The primary objective of the operations aims at numerically and statistically expose the impact of urban greenery in the reduction of heating and pollution levels in the built environment, towards an informed and conscious organization of public street sections.
In this project we present strategies for point clouds reconstruction based on the automated acquisition and processing of Thermal and Multispectral imagery. The benefits derived from this methodologies consist in the implementation of customized low-cost data collection techniques, merging multiple datasets into a thermal-multispectral point cloud.
Existing cities demand solutions to improve energy efficiency while lowering the production of CO2 emission. Energy awareness is becoming increasingly important nowadays thanks to the improving accessibility to Data, valuable in informing the decision making process for urban planners, supporting strategic choices for the incrementation of sustainable policies aiming at the reduction of environmental impact and footprint production. In the last 5 years, more than 50% of Barcelona pollution stations exceeded the mean average of PPM established by the European Union.
The operational context has been identified along 11 nodes of Paseo de San Juan in Barcelona. This choice is justified by the morphological and functional characteristics of this particular street, presenting strong differentiation of its section along its path, as presence of greenery, mobility and pedestrian paths structure.
Another relevant key aspect is the orientation of this street, mostly uniform, along the NW/SE axis. Those specific conditions have been considered valuable at the moment of comparing the different sections one with another.
The proposed workflow is based on automated robotic collection of multispectral images through the implementation of a ground rover equipped with thermal and multispectral cameras.

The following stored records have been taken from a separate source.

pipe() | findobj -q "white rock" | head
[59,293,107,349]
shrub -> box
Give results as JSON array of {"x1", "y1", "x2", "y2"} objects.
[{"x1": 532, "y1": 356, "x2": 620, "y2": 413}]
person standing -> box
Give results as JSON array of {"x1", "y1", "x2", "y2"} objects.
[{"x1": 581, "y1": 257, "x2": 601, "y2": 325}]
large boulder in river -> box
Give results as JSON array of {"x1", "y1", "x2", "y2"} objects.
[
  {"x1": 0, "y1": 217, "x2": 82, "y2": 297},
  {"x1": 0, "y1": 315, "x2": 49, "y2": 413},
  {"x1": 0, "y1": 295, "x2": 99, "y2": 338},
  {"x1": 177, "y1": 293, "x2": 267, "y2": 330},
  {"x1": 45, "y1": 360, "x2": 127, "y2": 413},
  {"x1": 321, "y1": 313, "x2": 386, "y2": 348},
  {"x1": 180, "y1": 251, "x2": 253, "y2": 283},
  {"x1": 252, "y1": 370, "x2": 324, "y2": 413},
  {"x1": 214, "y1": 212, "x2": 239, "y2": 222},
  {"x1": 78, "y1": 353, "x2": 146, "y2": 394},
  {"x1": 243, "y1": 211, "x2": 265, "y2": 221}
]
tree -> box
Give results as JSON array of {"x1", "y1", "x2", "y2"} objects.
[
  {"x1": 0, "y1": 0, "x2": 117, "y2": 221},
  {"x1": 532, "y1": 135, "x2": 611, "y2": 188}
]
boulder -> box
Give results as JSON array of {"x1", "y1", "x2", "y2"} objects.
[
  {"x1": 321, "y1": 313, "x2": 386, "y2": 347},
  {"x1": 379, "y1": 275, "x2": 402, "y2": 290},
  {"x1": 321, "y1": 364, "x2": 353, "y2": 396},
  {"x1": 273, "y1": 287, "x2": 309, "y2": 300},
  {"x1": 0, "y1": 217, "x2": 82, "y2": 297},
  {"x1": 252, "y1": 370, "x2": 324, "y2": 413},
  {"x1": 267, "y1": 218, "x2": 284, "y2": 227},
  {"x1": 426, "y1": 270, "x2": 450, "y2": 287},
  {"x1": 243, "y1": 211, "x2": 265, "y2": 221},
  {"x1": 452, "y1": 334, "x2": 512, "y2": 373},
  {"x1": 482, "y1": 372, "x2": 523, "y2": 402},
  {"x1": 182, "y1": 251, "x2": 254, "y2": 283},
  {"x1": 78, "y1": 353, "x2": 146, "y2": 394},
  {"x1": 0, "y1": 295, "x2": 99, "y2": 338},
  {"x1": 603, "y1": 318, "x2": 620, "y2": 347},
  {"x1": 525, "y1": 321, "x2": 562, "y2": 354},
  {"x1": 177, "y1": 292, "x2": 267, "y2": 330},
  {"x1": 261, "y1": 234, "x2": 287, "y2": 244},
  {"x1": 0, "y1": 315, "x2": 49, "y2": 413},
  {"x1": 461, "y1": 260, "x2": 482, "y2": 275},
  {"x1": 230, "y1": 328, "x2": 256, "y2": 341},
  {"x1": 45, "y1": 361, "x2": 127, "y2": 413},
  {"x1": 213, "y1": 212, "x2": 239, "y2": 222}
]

This solution allow us to remotely gather images, programming the most efficient path to maximize the amount of data collection and minimize timing of the overall operation, in comparison with other existing processes.
The characteristics of the rover allow the machine to move nimbly along the different road paving, without interrupting vehicular or pedestrian mobility.
Data processing is developed through a specific customized method, generating one single point cloud, storing RGB, NDVI and Thermal Data over the same geometrical organization.
This method reconstruct and merge imagery into geometrically structured data, reconstructing the physical street environment, allowing to visualize thermal and NDVI values from the built and green envelope. As a final stage, the extracted 3D geometric model is saved as an industry standard file format for data interoperability.
MAPPING GREEN CORRIDOR
Highlight of the 11 selected points mapped along Paseo de San Joan in Barcelona.
P5 – PASSEIG SAN JOAN: Rossello-Corsega
This area is a portion of the Passeig de San Joan, located in between Carrer Rossello and Carrer Corsega. The area is characterized by a very small terrain inclination (2-3%). The buildings surround the two sides of the area and the relatives facades are for the majority covered by the greenery. The mapping strategy sees the robot moving along the area following the outer perimeter facing the camera towards the inner part of the area. A second turn is done moving the robot in the central part of the area while the cameras look towards the outer part of the area. This double path allow to minimize the blind spot of the camera and to obtain a much more reliable quality of the data.